Q: What do iconic film Stepford Wives; cult David Lynch TV series Twin Peaks; and countercultural novelist Thomas Pynchon, have in common? A: ‘Twin Palms’ the latest, dazzling project by Brighton-based, contemporary photographer - and rapidly rising star - Matt Henry.
Picture the scene: it’s California, 1967, in the sleepy suburban town of Twin Palms (a fictional creation by Henry that’s only a hairs breadth away from historical reality). Rich, glamorous and disenchanted, a pack of beautiful young housewives are poised at the cusp of a gender revolution that hovers in the sultry, stifling air, ready to explode at any moment. Under the blue Californian sky, surrounded by nothing but their modernist villas, immaculate lawns, and glistening swimming pools, these women offer a new perspective to the well-trodden narratives of the ‘feminine mystique’. “What I didn’t want to do,” Henry admits, in an interview for The Independent, “was recreate the 1960s housewife as we all know her—Betty Draper from Mad Men stuck at home with the kids while Don works his way through his secretaries.”
Not so for the women of Twin Palms, who are raging rampant, getting drunk in the hot tub, employing the pool boy for his (ahem) less professional services, and even (so rumour has it) procuring drugs form San Fransisco. Henry’s fictionalised newspaper article - one of the 30 images that make up the series - has diagnosed the disorder as “mass hysteria[…] a most dangerous predicament for females.”

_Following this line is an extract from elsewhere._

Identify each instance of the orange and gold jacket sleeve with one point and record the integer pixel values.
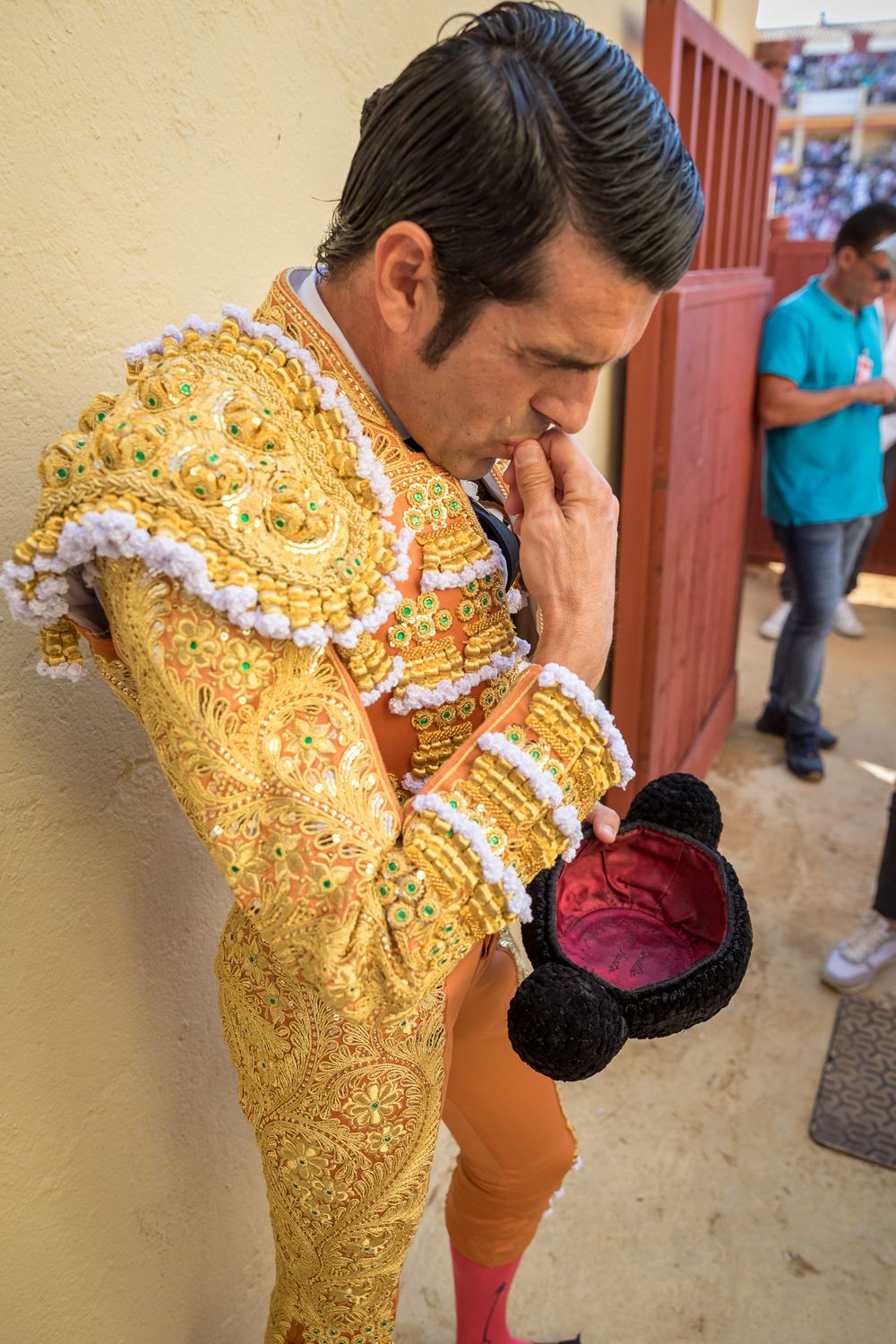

Henry’s work explores the power of fiction through photography. Inspired by the politics and culture of 1960s and 70s America (the subject of his ongoing doctoral thesis), Henry’s art is driven by an attention to style and characterisation, each photograph beautifully designed, composed, and executed. Every project is underpinned by a narrative: Henry creates fictional scenes, each one storyboarded and built around dressed locations or sets, and peopled by actors who are directed by Henry. Yet the result is far greater than a glossy film snapshot: every image tells a story, through exceptional attention to detail, a deft sensitivity to light, colour and composition, and the conceptual rigour that feeds his aesthetic. As he articulates, his work “plays with fragments of American photography, cinema and literature to explore underlying ideological concerns.”
The ‘Twin Palms’ series perfectly encapsulates this collaging of cultural fragments: highly stylised and visually breathtaking, the photographs expertly merge familiar tropes from midcentury American culture, to create Henry’s distinctive aesthetic. Although light and colour are at the heart of the images, the project is decidedly dark: a juxtapositional line that Henry treads with astonishing sensitivity. The sugar-coated homes of the housewives - filled with every item and ornament they could ever desire, decked out in stylish trimmings, and dripping with money at every turn - represent the deeply restrictive, gender polarised society from which Henry draws: witness ‘Portia’s Cake’, going up in flames in her pristine living room, an apt symbol for the frustration of the aimless housewife; or Wilma alone in her tub, surrounded by beer cans, as she drinks her way through the meaningless day.
Henry’s work reminds us that we’ve come a long way, but that there’s still so much further to go. We’re used to seeing seductive women in contemporary art (in art through ages, for that matter), but not often in a form that drives home the kind of political messages enshrined within Twin Palms. For all the bleak undertones, the series offers a grain of optimism: perhaps eventually, Henry muses, “the concept of gender will evolve to the point that one day we might look back in mockery in just the same way.”